One approach looks to private/public capital to invest in solutions that have proven successful and whose models have been assessed to accelerate the scale-up of tried and tested solutions. To stimulate the deployment of smart city solutions across Europe at scale, and simultaneously grow the market, the creation of a more unified funding format or system has the potential to offer great change. For instance, merging two complementary support instruments into a new format, comprised of research and innovation grants and bank-driven support funds together. This novel form allows the bundling of market-ready solutions to be tested and implemented, and its success to be measured against specific impact metrics – including KPIs addressing the financing of commercial developments or upscaling.

By bridging the gap between research grants and bank support, and sharing risks between entities – public authorities, industry, research, and financial stakeholders can move smart city initiatives beyond the pilot stage. The aim is to foster a more effective exploitation of current smart city approaches by rooting innovation projects in co-developed policy, technical and financial models, encouraging joint commitment and risk-taking by adopting new metrics to reflect both financial and socio-environmental values. This would enable the provision of financial entities (private and public capital alike) during the pilot phase with unmediated confirmation from their financial experts that business-cases are sound and risks acceptable to be upscaled as well as certainty of actual exploitation of solutions.

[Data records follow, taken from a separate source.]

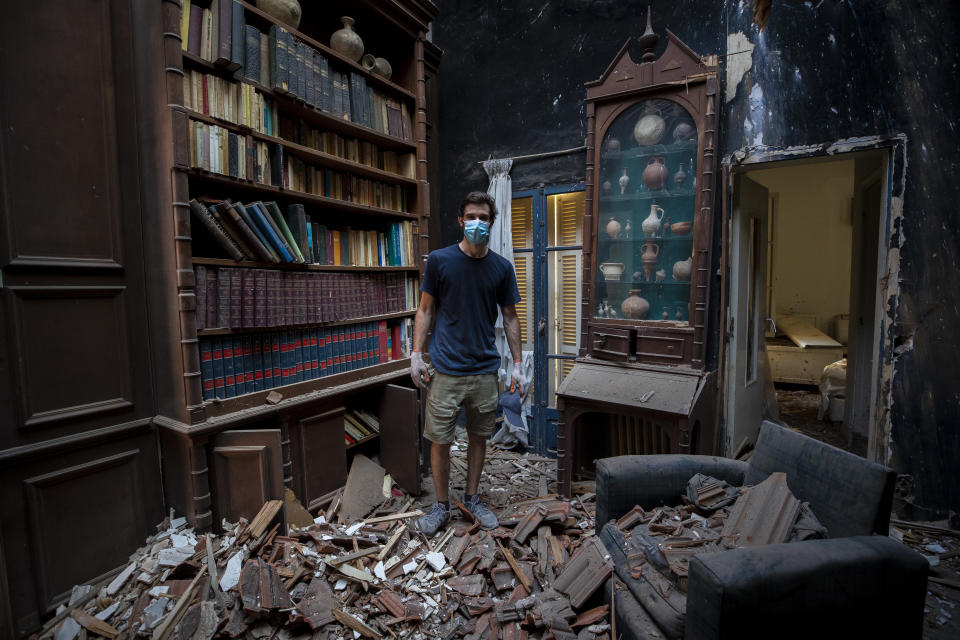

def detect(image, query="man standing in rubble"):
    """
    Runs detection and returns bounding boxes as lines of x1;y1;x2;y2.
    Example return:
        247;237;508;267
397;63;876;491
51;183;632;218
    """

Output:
410;191;528;535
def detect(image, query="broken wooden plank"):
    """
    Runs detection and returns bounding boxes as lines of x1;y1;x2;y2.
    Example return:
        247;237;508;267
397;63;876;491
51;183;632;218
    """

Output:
331;608;382;640
363;509;423;524
70;609;120;640
724;472;800;546
297;577;339;629
553;538;613;607
337;453;386;522
494;539;532;591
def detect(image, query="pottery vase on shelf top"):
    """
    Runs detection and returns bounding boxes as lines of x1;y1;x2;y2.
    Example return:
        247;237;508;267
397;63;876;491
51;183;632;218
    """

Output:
673;162;687;189
640;240;660;282
607;216;620;240
257;0;301;29
599;262;623;282
673;256;693;282
330;16;363;62
673;122;694;142
620;289;650;320
640;204;663;238
617;167;630;195
641;156;670;191
633;104;667;145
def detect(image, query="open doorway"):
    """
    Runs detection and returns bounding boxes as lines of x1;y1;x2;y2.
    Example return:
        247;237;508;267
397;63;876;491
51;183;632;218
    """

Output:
724;146;891;457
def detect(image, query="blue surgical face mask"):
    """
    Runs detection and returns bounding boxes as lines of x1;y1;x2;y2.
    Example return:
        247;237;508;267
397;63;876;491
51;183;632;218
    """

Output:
463;220;490;244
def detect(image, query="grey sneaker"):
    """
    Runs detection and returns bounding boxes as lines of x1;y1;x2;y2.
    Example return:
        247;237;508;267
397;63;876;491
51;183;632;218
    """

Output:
463;494;500;529
417;502;450;536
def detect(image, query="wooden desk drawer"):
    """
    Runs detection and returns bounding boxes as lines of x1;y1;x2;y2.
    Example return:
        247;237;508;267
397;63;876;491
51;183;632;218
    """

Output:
636;330;693;364
590;327;636;361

Aerial shot of public transport station. Photo: Sergio Souza.

Key enablers of co-developed, smart cities

  • Continuedrobustgrantfinancingfor research and innovation
  • Pan-European knowledge sharing and adopting successful commercialization models from other cities
  • Inclusion of financial funds in the grant proposal
  • Combined pilot and commercialization metrics in the same project

As many strive to support cities, communities and people in banding together and strengthening climate action, enablement comes from collective action spurred in both the bottom-up and top-down. Leadership is needed not only to challenge the status quo but propose alternatives and see them through the teething stage – be it enduring tests of community support for renewables projects in New York state or encountering barriers to the long-needed scale-up of smart cities in Europe. Enabling these actors in the energy transition has to happen holistically, where financially viable, replicable projects that serve people and communities inclusively can be scaled up to be impactful for the environment and gain investment. In this way, municipal action can be fit for purpose to serve their citizens and communities while building momentum and bolstering the bold change from larger levels.